The commitment to Diversity holds out the promise of seeking out and finding the most expert people for a company, no matter their demographics. Equity policies of fair and equal treatment give them the chance to exercise their expertise on the job and gain recognition and authority, the same as everyone else. Finally, Inclusion will give them participation in the developments in the company, allowing them to take part in decision-making and be promoted along with others in their cohort. Their expertise will fully unfold and be applied to maximize their contribution to the company’s success.

HR partners with the business to realize these DEI benefits in expertise, which are most relevant to companies with the mission to be a leader in their industry. This normative aim is often attained via competitive advantages in the functional excellence of the products and services, customer service, marketing, systems, and so forth. The strategy of functional excellence is boosted by DEI policies to recruit, retain and reward the best experts available.

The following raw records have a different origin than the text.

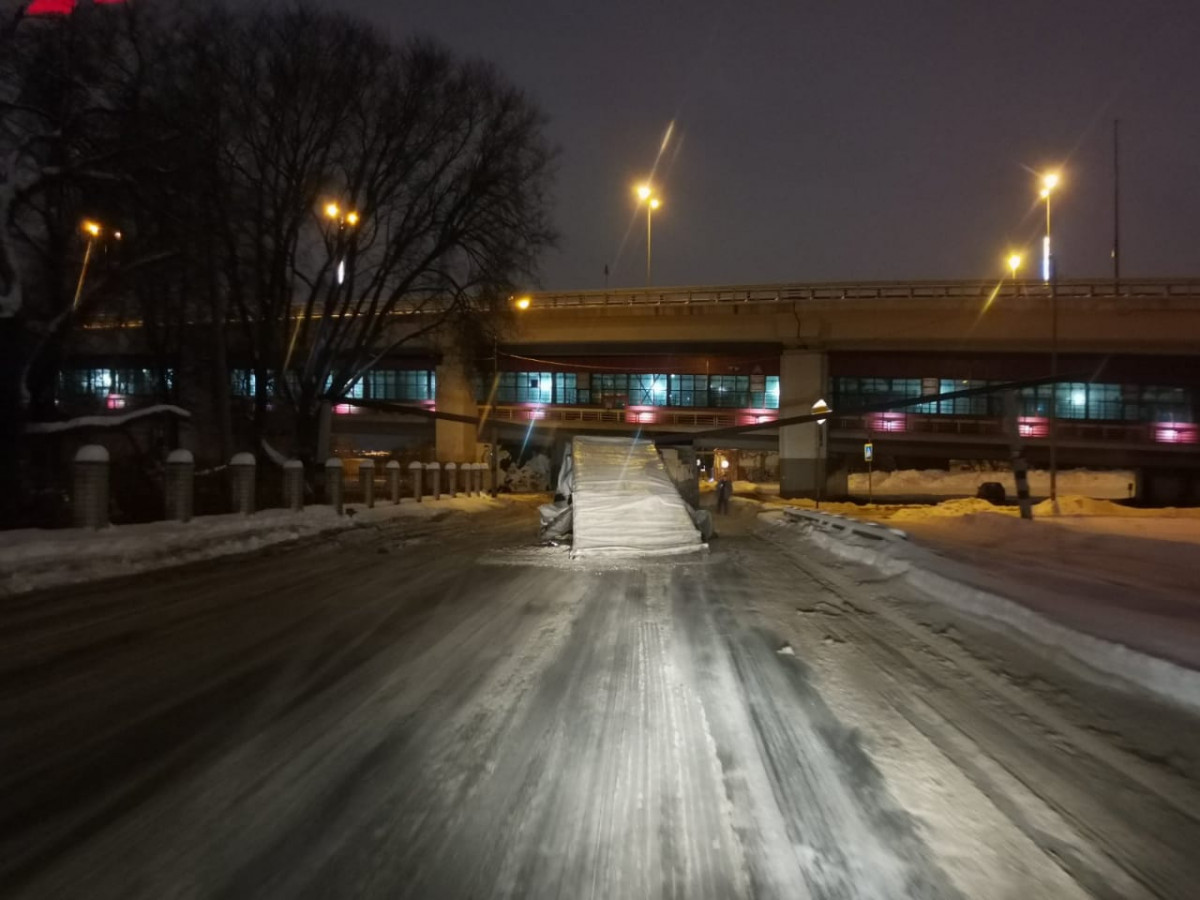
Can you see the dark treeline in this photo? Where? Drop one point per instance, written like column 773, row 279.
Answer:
column 213, row 138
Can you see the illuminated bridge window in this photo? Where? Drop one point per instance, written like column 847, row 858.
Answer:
column 637, row 389
column 105, row 382
column 1073, row 400
column 400, row 384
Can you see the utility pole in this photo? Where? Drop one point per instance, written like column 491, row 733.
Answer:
column 1116, row 207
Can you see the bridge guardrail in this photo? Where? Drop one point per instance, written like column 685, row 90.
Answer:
column 1090, row 288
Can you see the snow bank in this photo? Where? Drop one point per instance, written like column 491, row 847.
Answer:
column 33, row 559
column 625, row 504
column 1111, row 653
column 531, row 478
column 940, row 483
column 964, row 507
column 1074, row 505
column 105, row 421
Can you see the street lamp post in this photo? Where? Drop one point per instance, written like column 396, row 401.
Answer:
column 349, row 220
column 646, row 193
column 822, row 409
column 1014, row 263
column 93, row 229
column 1049, row 183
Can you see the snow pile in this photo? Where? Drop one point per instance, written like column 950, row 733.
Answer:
column 1074, row 505
column 1122, row 636
column 33, row 559
column 948, row 508
column 531, row 478
column 106, row 421
column 940, row 483
column 625, row 504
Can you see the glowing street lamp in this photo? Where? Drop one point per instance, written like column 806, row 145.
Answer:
column 94, row 231
column 821, row 408
column 1049, row 183
column 646, row 195
column 345, row 219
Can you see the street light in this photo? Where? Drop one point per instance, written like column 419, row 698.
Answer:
column 1014, row 263
column 94, row 231
column 822, row 409
column 646, row 195
column 349, row 219
column 1049, row 183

Serving the Mass of the Market via Diverse Personnel in Processes

Diversity can recruit diverse personnel who tend to be more sensitive to the preferences of the increasingly diverse range of customers when collecting market information. Equity ensures that these diverse employees can be effective as the “voice of the customer”: they are accorded a proper weight in the internal processes to define the design requirements in such a way as to address the entire range of demand on the market. Inclusion integrates the sensitivity of diverse personnel to the spectrum in market preferences into the marketing campaigns and sales activities. In this way, the range of the diverse customers feel spoken to by the company. In addition, the greater internal variety in the processes arising from people with diverse backgrounds leads to a greater capacity to accept and work with external variety in the market, i.e. improved resiliency and creativity.

HR and the business as partners realize the DEI benefits of better-reflecting market demand and coping with market dynamics. These benefits are best suited to companies rooting their competitive advantages in all-around benefits which appeal to the mass of the market. Often linked to this strategic management are normative values such as mutual respect and teamwork which lubricate working together in the value chain so that processes are smooth and efficient. Mature DEI policies further enhance process flows with resiliency and creativity to raise company performance in generating all-around benefits positioned at the heart of the market.

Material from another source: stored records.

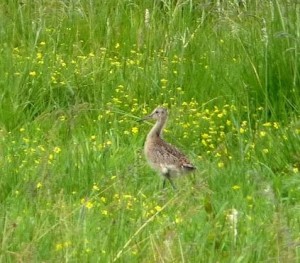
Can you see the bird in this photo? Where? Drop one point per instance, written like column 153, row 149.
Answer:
column 162, row 156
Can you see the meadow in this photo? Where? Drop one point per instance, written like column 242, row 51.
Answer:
column 76, row 76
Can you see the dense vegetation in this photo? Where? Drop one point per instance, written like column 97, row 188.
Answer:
column 75, row 78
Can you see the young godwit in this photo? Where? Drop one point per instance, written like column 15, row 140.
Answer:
column 162, row 156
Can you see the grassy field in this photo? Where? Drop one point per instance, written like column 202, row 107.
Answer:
column 75, row 76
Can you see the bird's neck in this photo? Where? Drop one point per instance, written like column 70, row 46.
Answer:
column 157, row 129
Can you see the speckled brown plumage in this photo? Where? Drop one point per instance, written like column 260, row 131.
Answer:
column 162, row 156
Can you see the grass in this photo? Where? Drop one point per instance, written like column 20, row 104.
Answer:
column 75, row 78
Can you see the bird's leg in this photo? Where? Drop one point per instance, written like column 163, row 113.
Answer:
column 168, row 177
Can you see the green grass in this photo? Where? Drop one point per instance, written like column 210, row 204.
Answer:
column 75, row 76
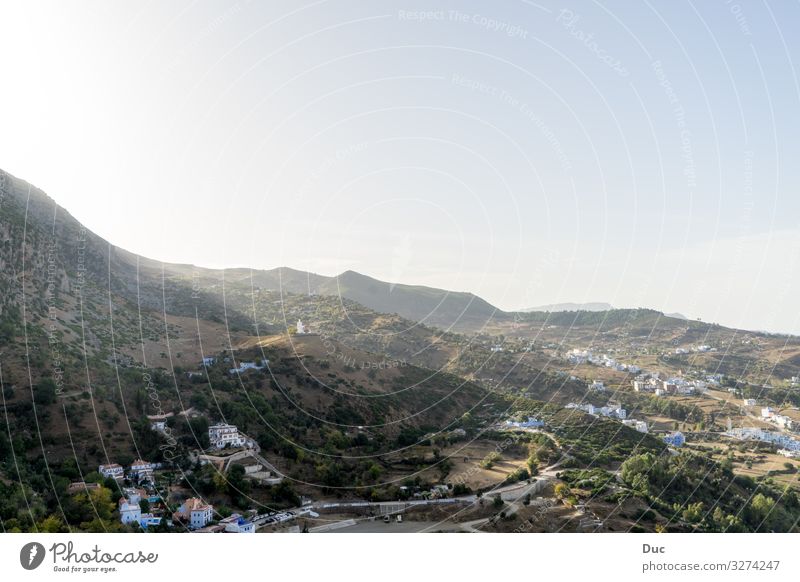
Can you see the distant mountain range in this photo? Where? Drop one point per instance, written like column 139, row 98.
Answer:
column 164, row 287
column 553, row 307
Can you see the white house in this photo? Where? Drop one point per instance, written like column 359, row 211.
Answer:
column 148, row 519
column 597, row 386
column 613, row 412
column 141, row 470
column 644, row 385
column 638, row 425
column 129, row 511
column 196, row 512
column 113, row 470
column 244, row 366
column 237, row 524
column 223, row 435
column 675, row 439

Grasping Market Opportunities via Diverse Skills of “Intrapreneurs”

Diversity can recruit a set of employees who from their unconventional backgrounds are open to the variety of so-called “weak signals” emanating from a range of diverse sources on the market and in technologies. They can identify emerging opportunities before other companies take notice. Equity enables them to act as a so-called “intrapreneur” – an entrepreneur in the setting of a company – where they are accorded resources and room for maneuver to pursue the opportunity by developing a new solution. Inclusion then means that the company as a whole integrates the developed solution fully into the market offerings of the company. In addition, the diverse employees can tend to be more accustomed to variety and change in their lives, raising the agility of the company.

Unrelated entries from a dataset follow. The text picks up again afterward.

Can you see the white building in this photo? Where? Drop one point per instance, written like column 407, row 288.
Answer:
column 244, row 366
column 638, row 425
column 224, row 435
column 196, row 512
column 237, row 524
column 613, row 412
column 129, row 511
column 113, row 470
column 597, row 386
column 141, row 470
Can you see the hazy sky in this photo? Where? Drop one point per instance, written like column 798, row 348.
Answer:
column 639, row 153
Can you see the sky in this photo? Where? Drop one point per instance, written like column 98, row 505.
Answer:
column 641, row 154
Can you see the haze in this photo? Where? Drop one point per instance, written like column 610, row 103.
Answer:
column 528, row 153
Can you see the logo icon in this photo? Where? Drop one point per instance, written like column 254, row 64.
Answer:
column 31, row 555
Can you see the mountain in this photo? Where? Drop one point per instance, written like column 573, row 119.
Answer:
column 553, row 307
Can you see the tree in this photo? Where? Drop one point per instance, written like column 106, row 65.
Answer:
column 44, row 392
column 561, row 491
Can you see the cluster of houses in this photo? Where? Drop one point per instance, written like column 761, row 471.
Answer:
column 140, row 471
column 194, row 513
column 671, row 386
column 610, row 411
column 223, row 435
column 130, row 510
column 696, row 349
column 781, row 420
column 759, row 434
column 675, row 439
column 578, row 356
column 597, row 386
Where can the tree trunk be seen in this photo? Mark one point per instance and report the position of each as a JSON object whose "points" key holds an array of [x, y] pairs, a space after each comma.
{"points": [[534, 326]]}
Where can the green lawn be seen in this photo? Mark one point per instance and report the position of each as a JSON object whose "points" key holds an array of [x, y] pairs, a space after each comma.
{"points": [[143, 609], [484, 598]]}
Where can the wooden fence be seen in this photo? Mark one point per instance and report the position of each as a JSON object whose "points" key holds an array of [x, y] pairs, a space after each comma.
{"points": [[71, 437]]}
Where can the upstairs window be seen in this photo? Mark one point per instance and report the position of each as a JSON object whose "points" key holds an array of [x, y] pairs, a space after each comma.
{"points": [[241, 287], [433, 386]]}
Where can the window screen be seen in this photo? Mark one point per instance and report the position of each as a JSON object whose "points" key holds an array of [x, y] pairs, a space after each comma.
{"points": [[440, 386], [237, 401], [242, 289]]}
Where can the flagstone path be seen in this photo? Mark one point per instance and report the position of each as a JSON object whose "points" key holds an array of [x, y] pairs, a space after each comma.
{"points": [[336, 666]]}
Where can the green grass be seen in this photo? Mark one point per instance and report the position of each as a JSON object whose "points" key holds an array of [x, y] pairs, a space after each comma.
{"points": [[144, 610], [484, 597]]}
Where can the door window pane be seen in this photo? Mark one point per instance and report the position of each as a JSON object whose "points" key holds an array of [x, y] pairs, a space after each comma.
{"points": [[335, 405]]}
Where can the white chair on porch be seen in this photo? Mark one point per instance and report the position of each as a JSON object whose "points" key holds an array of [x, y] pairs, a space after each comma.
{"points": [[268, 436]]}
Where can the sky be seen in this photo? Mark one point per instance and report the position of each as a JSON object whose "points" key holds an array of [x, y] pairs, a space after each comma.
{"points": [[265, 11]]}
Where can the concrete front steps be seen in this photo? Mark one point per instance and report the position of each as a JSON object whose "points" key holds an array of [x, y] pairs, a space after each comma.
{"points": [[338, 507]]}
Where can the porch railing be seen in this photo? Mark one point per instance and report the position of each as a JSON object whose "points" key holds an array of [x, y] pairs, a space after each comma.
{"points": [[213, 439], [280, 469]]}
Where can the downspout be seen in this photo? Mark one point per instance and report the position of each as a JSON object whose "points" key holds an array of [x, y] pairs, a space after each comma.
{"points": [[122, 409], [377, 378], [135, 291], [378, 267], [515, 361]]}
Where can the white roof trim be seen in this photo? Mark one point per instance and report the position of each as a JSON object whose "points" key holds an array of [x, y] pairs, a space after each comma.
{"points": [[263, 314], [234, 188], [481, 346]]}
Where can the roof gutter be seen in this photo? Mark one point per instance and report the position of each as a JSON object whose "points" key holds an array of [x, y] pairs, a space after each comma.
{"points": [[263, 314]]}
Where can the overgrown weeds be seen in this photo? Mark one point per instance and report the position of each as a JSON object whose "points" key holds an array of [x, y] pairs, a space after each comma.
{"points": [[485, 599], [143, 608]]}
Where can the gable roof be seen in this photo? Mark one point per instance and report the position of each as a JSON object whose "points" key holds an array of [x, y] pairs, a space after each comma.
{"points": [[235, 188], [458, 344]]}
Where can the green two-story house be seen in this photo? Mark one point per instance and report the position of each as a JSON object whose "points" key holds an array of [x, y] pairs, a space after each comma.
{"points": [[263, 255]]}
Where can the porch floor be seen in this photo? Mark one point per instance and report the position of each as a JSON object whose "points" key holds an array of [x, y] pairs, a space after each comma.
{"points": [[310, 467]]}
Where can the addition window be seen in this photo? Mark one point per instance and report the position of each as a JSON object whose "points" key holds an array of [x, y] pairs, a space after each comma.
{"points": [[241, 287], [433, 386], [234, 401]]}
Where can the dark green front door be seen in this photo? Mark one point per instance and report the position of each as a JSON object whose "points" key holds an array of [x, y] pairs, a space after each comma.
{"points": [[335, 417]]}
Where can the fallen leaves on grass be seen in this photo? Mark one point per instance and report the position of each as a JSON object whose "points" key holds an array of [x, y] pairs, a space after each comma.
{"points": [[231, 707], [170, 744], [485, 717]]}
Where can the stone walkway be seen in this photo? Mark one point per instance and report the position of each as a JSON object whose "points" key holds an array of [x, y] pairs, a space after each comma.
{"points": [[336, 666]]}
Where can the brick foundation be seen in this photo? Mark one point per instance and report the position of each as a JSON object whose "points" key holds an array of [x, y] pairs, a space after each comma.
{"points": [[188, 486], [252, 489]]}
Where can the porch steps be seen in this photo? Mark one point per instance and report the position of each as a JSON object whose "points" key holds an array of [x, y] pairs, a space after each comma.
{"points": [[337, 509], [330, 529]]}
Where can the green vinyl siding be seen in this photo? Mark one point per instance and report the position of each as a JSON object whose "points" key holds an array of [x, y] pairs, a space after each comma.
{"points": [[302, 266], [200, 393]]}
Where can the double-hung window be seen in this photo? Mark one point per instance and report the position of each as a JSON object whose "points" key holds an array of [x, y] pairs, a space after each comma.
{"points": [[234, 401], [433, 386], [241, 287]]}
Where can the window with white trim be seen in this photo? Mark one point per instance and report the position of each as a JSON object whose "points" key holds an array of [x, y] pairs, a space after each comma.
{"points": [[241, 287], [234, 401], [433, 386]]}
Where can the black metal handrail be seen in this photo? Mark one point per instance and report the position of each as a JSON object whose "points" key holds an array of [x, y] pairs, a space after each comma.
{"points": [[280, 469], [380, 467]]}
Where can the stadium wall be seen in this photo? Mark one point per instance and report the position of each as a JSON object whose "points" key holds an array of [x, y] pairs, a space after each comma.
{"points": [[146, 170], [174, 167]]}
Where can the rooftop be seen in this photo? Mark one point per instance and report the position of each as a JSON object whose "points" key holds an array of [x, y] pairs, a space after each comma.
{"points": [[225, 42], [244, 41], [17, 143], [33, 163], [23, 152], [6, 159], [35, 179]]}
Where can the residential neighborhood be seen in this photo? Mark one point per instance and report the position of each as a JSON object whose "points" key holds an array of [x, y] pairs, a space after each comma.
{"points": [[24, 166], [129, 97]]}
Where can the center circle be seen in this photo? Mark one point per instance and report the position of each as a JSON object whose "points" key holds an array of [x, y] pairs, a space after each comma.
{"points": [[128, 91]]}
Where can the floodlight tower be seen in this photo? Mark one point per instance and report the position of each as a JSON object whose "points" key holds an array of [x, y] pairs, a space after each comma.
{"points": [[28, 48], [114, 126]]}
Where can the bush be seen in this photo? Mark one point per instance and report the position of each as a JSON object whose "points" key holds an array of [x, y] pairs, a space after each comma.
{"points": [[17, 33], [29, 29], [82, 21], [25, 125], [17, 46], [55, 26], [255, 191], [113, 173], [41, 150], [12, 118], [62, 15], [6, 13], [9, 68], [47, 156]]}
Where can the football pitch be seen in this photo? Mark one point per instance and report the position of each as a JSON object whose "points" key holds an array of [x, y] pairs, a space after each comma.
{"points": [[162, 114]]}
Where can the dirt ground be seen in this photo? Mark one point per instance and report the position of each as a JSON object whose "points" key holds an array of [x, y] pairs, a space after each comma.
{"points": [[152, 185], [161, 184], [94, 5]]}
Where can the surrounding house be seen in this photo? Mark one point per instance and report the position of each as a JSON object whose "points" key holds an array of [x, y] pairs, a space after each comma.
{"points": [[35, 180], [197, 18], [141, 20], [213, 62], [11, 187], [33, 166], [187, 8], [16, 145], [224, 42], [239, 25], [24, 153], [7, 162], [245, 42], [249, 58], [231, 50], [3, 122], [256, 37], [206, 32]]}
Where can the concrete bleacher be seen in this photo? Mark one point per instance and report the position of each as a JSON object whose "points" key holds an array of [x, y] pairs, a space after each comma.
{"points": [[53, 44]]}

HR partners with the business to realize these intrapreneurial DEI benefits, which are most suited to companies with the normative goal to pursue specific ventures. The associated strategy generates competitive advantages from offering new technological solutions to meet specific emerging customer behaviors, furthered by policies to diversify the range of intrapreneurs working to raise performance.

Addressing Latent Demand via Diverse Collaboration

Here looking first at normative and strategic management, some companies pursue a normative vision of enriching the quality of life of customers. This is often accomplished via a strategy of addressing latent demand to give customers benefits that they were not aware of. Products, services, and solutions for latent demand typically are composed of multiple modular elements consisting of different functionalities, which on the one hand have been synthesized to make the whole greater than the sum of the parts, and on the other hand give customers the choice to fine-tune the different modules exactly to their preferences.

The DEI benefits in collaboration, realized in partnership between HR and the business, are most suited to this normative and strategic management. Diversity can recruit to the company functional specialists with diverse profiles who deeply relate to diverse customer segments, in a sense “knowing them better than they know themselves,” so as to identify the latent demand. Specialists with diverse backgrounds can also tend to have more skills and experience in collaborating with other people who are somehow “different” from themselves. For each functional specialist, specialists from other functions are “different” in their language and thinking. Equity supports these functional specialists with diverse profiles in their collaborative give-and-take to adjust the modules to each other. They find a way to collectively agree on the best approaches to synthesize the different functionalities in the solution. Inclusion establishes the collaboration between the solution under development and the other company departments to prepare the market launch: purchasing, production, marketing, etc.

Conclusion

Working with the business to improve DEI in the organization, HR can become a key partner for the business in realizing its normative and strategic management objectives.